Monday, October 13, 2014

Frame Sequence Generator 6 (FSG6)

Frame Sequence Generator 6 (FSG6) interpolates views between a left image and a right image using the left and right disparity/depth maps. FSG6 relies on backward mapping/warping as explained in View Interpolation (forward mapping/warping and backward mapping/warping).

The input to FSG6 is:
- left image,
- right image,
- left depth map,
- right depth map,
- minimum disparity and maximum disparity (the ones you used to generate the left depth map), and
- the number of frames needed.

The number of frames includes the left and right images. As an example, if the number of frames requested is 3 and the file type of image 1 (left image) is png, the interpolated views will be named frame0.png, frame1.png, and frame2.png. The first frame (in this case, frame0.png) is always a copy of image 1 (left image) and the last frame (in this case, frame3.png) is always a copy of image 2 (right frame).

What follows is for depth map generators that only generate the left depth map:

To generate the right depth map after having generated the left depth map (using any automatic depth map generator that only outputs a left depth map), all you have to do is flip the right image horizontally (that's gonna be your new image 1), flip the left image horizontally (that's gonna be your new image 2), and give the two new images to the depth map generator keeping the minimum and maximum disparities unchanged (and any other parameter unchanged as well). The resulting depth map is the right depth map once it has been flipped horizontally. Flipping an image horizontally is quite easy to do in Photoshop or The Gimp.

In contrast, if your favorite depth map generator generates both depth maps in one shot like DMAG5 or DMAG6, then you don't have to do any of the flipping mentioned above.
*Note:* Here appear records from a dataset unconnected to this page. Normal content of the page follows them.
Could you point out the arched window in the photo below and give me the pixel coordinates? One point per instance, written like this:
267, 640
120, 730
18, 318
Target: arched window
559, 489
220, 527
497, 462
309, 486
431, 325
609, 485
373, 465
All you need to do is color invert the right depth map so that the foreground is white and the background is black, just like for the left depth map.

The interpolated views can be used to make an animated 3d gif (wiggle) or to make a lenticular (via interlacing).

If you want to see FSG6 in action, you may want to have a look at 3D Photos - Pumpkins since I give an illustrated example that starts with a stereo pair and ends with a wiggle gif containing the intermediate images computed by FS6.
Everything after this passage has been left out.